Como não desenvolveu relações mais intensas, por falta de identificação, com as pessoas do curso, a residência era o seu escape, o sítio onde chegava e se sentia em casa. A cozinha era o local onde passava mais tempo, até para estudar, e sempre com companhia. “Acho que toda a gente devia passar pela experiência de viver numa residência, cresce-se muito e contacta-se com coisas que nunca mais iremos contactar, tanto boas como más”, conta a estudante, que lembra os momentos vividos na residência como os mais marcantes da licenciatura. Ali, no seio do seu grupo de amigas, não eram necessárias ocasiões especiais para jantarem todas juntas. Nos aniversários, havia sempre um presente e um bolo, “éramos mesmo muito íntimas”.
“A grande vantagem são as pessoas”
Setúbal foi a última etapa, para falar com Marisa, estudante de Fisioterapia, que vive há dois anos numa residência. Marisa viveu os primeiros meses sem as consequências da pandemia, o que dividiu a experiência em dois momentos distintos. Agora, os quartos duplos tornaram-se individuais e aquele local sabe menos a casa do que soube anteriormente. "A grande vantagem de viver na residência é o preço, mas são também as pessoas. A maioria das pessoas mais próximas de mim, conheci na residência”, conta.
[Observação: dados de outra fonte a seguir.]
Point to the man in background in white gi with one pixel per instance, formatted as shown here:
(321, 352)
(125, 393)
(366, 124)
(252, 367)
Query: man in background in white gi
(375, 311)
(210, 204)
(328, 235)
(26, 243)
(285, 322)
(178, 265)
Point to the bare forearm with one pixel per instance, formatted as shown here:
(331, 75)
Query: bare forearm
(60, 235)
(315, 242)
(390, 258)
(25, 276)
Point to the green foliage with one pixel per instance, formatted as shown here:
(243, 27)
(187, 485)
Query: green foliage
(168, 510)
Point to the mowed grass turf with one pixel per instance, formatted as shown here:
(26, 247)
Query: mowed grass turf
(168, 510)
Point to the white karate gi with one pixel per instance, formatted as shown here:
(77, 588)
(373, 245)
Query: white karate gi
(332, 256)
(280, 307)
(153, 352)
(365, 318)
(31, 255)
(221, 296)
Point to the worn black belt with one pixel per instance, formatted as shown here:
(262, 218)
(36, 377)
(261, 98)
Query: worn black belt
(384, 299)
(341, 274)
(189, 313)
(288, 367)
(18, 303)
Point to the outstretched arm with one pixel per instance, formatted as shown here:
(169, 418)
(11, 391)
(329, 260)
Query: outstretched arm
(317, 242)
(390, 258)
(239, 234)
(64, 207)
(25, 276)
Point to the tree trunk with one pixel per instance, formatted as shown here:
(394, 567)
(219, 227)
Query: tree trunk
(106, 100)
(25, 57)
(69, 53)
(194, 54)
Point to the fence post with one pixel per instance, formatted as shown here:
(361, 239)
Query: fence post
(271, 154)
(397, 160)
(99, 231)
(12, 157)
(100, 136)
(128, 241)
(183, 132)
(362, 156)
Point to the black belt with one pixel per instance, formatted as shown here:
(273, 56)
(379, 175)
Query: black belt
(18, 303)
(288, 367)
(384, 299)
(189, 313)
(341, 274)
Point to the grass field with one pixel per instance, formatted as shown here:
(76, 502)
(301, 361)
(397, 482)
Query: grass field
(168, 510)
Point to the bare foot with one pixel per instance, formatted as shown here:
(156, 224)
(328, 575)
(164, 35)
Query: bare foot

A estudante sente que existe uma maior proximidade vivendo neste ambiente, particularmente entre as pessoas que dividem cozinha. De manhã, havia um grupo que se reunia para ir para a escola, e, depois das aulas, as atividades não faltavam. Juntavam-se todos nos quartos uns dos outros, ou só para beber chá, sair e até mesmo passar o serão a jogar às cartas.
A paciência foi uma das características que ali trabalhou e melhorou, principalmente no que toca ao incumprimento das responsabilidades de limpeza dos espaços comuns. Mesmo dentro do quarto, a experiência foi mais complicada ao início, mas na maior parte do tempo a relação era boa, conclui: “Antes de escolher entre uma casa ou uma residência, o estudante deve ter em conta as possibilidades económicas e as condições das casas, porque algumas não compensam em relação à residência. Para além de que podem sempre experimentar e, se não gostarem, não voltam a repetir a experiência”.